Der magische Gürtel/ The Log of the U-35 (1917/1920)
Posted on May 22, 2011
Filed Under films, silent films
U-35 was the deadliest of Germany’s U-boats in the First World War. From her commissioning in November 1914 to her surrender in November 1918 she sank 224 ships, 194 of them under the command of the magnificently named Lothar von Arnauld de la Perière, the most successful submarine commander of all time. In 1917 Arnauld and his crew were made the subjects of a 45-minute propaganda film, Der magische Gürtel (The Enchanted Circle), which was shot over the course of U-35’s five-week Mediterranean patrol in April/May of that year. U-35 destroyed 23 targets totaling more than 60,000 tons during the patrol. Der magische Gürtel depicts 10 of the sinkings. It’s lasting image is a ship slipping out of sight below the surface of the sea.
Der magische Gürtel fell into Allied hands with Germany’s defeat. After the war, altered, shorter versions with English subtitles were released in Great Britain and the United States. The 26-minute version available from Image Entertainment, The Log of the U-35, is said to be a mash-up of the British and American films. It’s an interesting example of German wartime propaganda repurposed by the Allies for postwar commercial exhibition. Der magische Gürtel was intended to be inspiring, The Log of the U-35 was intended to be sensational. The altered film isn’t much different from the original (although it includes only eight of the sinkings). What was originally produced as a thrilling celebration of Germany’s submarine prowess has been recut into a… gobsmacked acknowledgement of Germany’s submarine prowess.
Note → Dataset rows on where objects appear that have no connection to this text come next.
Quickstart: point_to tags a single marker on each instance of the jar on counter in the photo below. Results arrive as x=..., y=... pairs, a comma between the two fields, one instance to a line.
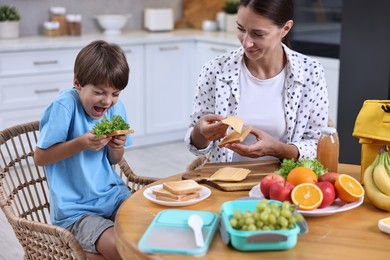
x=73, y=24
x=58, y=15
x=51, y=28
x=328, y=149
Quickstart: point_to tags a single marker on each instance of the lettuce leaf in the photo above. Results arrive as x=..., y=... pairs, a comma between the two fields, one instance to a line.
x=105, y=126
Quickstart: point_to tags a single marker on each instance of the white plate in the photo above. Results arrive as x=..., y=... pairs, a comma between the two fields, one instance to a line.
x=337, y=206
x=148, y=193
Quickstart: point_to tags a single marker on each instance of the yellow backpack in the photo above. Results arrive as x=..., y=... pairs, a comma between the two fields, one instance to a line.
x=372, y=127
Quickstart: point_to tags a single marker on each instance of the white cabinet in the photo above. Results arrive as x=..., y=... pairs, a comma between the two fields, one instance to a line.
x=331, y=67
x=133, y=95
x=30, y=80
x=168, y=92
x=206, y=51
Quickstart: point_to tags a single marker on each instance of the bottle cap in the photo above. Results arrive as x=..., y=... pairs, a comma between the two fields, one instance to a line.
x=51, y=25
x=73, y=17
x=58, y=10
x=328, y=130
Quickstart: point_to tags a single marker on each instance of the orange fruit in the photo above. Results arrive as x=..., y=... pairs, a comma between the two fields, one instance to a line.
x=307, y=196
x=300, y=175
x=348, y=188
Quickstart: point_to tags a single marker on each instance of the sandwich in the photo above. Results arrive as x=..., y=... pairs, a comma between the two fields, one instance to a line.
x=235, y=137
x=182, y=187
x=229, y=174
x=239, y=133
x=165, y=195
x=178, y=191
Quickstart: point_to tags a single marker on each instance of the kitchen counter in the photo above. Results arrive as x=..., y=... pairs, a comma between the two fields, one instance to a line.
x=130, y=37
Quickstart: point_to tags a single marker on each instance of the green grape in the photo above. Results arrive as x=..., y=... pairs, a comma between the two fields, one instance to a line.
x=283, y=222
x=233, y=222
x=266, y=216
x=252, y=227
x=249, y=221
x=272, y=219
x=237, y=213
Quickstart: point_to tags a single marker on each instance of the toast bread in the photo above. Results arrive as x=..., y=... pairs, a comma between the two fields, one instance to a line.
x=165, y=195
x=235, y=137
x=182, y=187
x=235, y=122
x=120, y=132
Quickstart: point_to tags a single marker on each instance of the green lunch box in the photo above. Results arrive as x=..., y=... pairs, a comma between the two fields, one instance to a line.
x=256, y=240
All of the footage from Der magische Gürtel and The Log of the U-35 was shot by a cameraman identified on IMDb only as “Loeser.” All of it was shot from the deck or the conning tower while the boat is on the surface. (It’s likely there was insufficient light to film belowdecks.) Arnauld, like many other successful submarine commanders of the time, preferred to work on the surface. He was frugal with his torpedoes and sank most of his targets with U-35’s deck gun. It is nonetheless curious that neither Der magische Gürtel or The Log of the U-35 contains any reference whatever to U-35 operating submerged, which leaves the impression the entire patrol was conducted on the surface.
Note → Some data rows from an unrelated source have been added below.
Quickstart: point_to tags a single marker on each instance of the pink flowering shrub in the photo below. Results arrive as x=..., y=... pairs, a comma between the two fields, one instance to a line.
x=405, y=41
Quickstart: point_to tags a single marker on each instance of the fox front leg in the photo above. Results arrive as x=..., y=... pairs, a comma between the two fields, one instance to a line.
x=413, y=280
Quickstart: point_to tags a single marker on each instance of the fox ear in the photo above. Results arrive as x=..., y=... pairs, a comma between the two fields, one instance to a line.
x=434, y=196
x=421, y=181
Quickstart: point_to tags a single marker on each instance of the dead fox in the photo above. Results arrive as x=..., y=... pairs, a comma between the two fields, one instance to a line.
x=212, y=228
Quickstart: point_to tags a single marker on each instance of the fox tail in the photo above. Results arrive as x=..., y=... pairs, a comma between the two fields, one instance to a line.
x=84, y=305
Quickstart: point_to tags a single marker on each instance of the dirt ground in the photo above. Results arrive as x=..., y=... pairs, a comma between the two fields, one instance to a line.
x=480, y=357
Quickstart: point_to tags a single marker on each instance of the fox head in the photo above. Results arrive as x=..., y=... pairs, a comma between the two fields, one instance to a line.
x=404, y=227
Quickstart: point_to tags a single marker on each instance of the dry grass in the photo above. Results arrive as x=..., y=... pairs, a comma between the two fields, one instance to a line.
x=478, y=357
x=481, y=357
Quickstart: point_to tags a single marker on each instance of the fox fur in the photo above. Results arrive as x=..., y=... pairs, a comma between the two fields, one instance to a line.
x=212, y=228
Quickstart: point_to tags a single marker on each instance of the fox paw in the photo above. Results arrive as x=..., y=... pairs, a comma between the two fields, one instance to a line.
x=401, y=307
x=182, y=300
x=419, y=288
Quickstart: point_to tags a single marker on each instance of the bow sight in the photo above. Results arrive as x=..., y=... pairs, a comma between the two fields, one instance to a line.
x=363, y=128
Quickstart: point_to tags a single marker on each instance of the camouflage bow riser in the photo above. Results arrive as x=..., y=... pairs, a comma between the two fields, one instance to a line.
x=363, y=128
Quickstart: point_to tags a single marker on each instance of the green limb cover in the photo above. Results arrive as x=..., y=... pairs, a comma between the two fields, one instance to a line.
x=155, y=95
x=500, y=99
Loeser’s raw footage was transformed into Der magische Gürtel by writer-director Hans Brennert. The Log of the U-35 includes translations of most of the original title cards, along with some admonitory victor’s titles. Both films open with the submarine departing on patrol, and almost immediately cut to a series of sinking merchantmen. The victims are typically steamers of about 4,000 tons (although U-35 also bagged a two-masted sailing schooner that was transporting a cargo of live sea turtles). Interestingly, Der magische Gürtel does not identify the submarine or even Arnauld—Germany’s best U-boat captain—until we see a radiogram from the boat to its base late in the film. The Log of the U-35, on the other hand, identifies Arnauld almost immediately. Neither film makes any effort to establish individual personalities or humanize the crew. Titles in both films refer to extended gun battles between U-35 and armed merchantmen—and in later years Arnauld recalled Loeser filming such encounters—but there’s nothing like that in the finished films.
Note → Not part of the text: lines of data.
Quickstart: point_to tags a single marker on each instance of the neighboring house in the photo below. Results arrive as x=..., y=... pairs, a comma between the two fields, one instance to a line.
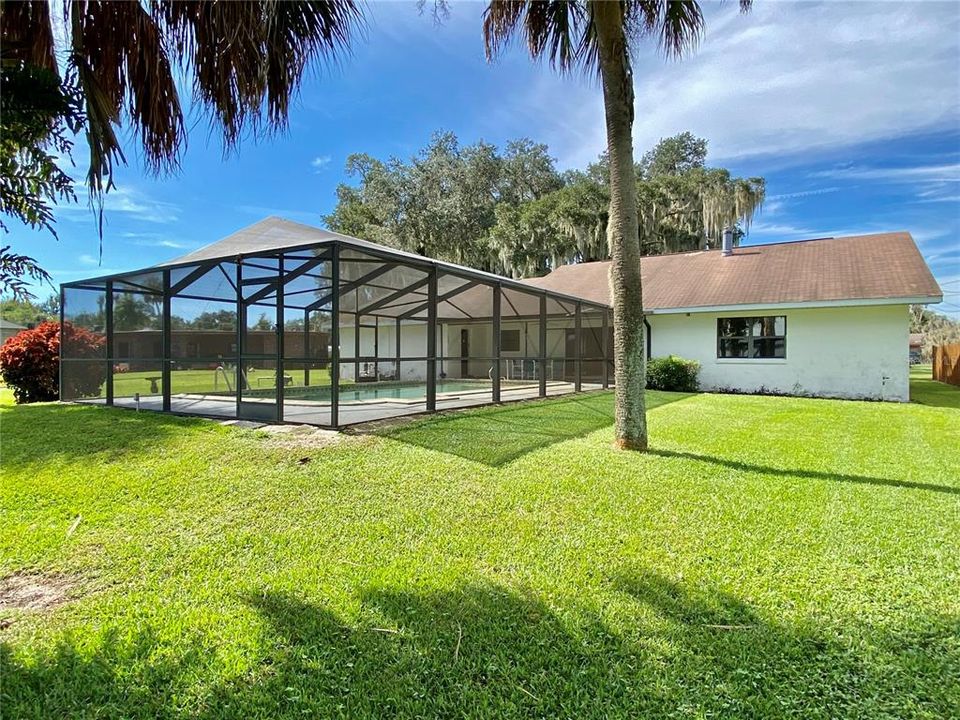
x=8, y=330
x=826, y=317
x=916, y=348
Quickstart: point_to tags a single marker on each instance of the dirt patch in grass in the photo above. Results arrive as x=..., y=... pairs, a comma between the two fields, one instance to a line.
x=34, y=592
x=305, y=437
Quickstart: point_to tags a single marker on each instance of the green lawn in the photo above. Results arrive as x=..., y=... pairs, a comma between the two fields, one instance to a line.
x=927, y=391
x=770, y=557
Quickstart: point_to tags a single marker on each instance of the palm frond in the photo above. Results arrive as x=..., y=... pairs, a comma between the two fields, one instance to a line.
x=551, y=28
x=677, y=24
x=121, y=64
x=248, y=58
x=26, y=34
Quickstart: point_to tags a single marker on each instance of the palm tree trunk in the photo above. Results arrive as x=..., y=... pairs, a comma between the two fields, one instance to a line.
x=622, y=229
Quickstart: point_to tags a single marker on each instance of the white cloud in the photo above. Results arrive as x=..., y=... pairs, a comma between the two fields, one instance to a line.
x=803, y=193
x=926, y=173
x=786, y=78
x=126, y=201
x=154, y=240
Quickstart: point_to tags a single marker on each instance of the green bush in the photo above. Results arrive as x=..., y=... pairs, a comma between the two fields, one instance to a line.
x=673, y=373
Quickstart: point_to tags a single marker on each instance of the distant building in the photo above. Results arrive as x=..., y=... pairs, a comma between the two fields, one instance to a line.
x=8, y=330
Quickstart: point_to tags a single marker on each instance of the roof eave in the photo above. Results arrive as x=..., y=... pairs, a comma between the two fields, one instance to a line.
x=800, y=305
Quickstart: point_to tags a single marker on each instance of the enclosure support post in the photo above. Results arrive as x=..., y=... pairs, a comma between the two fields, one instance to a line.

There are some interesting propaganda games being played in both The Log of the U-35 and Der Magische Gurtel . The victor’s re-edit includes an opening title card reminding the viewer of Germany’s resumption of unrestricted submarine warfare on February 1, 1917, a controversial decision that added to the popular image of the “frightful Hun” and helped propel the United States into the war. The placement of the title card seems to make sense, as U-35‘s patrol began only a few weeks after Germany’s declaration, and strongly implies that The Log of the U-35 will be an account of unrestricted submarine warfare–but it isn’t. A large part of Arnauld’s continuing fame rests upon the fact that he did not practice unrestricted submarine warfare, even when it was his government’s policy to do so. Arnauld was scrupulously correct about permitting the crews of the merchant ships he chased down to take to their lifeboats before he destroyed the vessels, taking care that the men had maps, sufficient water and supplies to make it safely to shore The titles in Der magische Gürtel repeatedly cite Arnauld’s adherence to prize rules. Those titles have been excised from The Log of the U-35, but the viewer can’t help but note that the ships Arnauld is sinking with such mechanical regularity appear to be unmanned. Of course Germany did resume unrestricted submarine warfare only weeks before U-35‘s spring 1917 patrol. From that moment U-boat captains were permitted to sink enemy shipping on sight, and most of them did, so the German government was being equally disingenuous in the first place in presenting Arnauld and U-35 as a representative of U-boat tactics.